Torie Natalova    •    Kamis, 08 Nov 2018 14:02 WIB
keluarga
Bayi dari Ayah Berusia 35 Tahun Lebih, Berisiko Lahir Prematur?
Perlukah Anda khawtair tentang usia dengan risiko buah hati Anda? Berikut ini informasinya. (Foto: Ilustasi. Dok. Sadik Kuzu/Unsplash.com)

Jakarta: Sebuah penelitian baru dari Stanford University School of Medicine, mendokumentasikan hubungan antara kelahiran bayi dari ayah yang berusia lebih tua dengan berbagai peningkatan risiko saat lahir.

Studi yang dilakukan selama satu dekade itu menunjukkan risiko kelahiran bayi seperti berat lahir rendah dan kejang.
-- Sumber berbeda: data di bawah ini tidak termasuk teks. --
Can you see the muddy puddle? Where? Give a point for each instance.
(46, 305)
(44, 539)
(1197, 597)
Bahkan, data penelitian tersebut menunjukkan bahwa usia ayah dapat memengaruhi kesehatan ibu selama kehamilan, khususnya risiko terkena diabetes.

(Baca juga: Pentingnya Metode Kanguru untuk Bayi Prematur)


(Sebuah penelitian baru dari Stanford University School of Medicine, mendokumentasikan hubungan antara kelahiran bayi dari ayah yang berusia lebih tua dengan berbagai peningkatan risiko saat lahir. Foto: Rawpixel/Unsplash.com)

"Data dari lebih 40 juta kelahiran menunjukkan bahwa bayi yang lahir dari ayah dengan usia kira-kira 35 tahun ke atas, berada pada risiko tertinggi untuk memiliki masalah kesehatan," sebut sebuah penelitian dalam Sciencedaily.com

Penelitian yang ditulis oleh Hanae Armitage dan didukung oleh Stanford Medicine ini juga mengatakan contohnya ayah yang berusia 45 tahun lebih mungkin memiliki anak yang lahir prematur, dan ayah berusia 50 tahun lebih mungkin memiliki anak yang harus masuk perawatan NICU setelah lahir.

Namun, penulis studi mengatakan kaum pria yang belum memiliki anak di usia 35 tahun ke atas tidak pelu khawatir karena risiko tersebut tidak selalu terjadi pada setiap orang.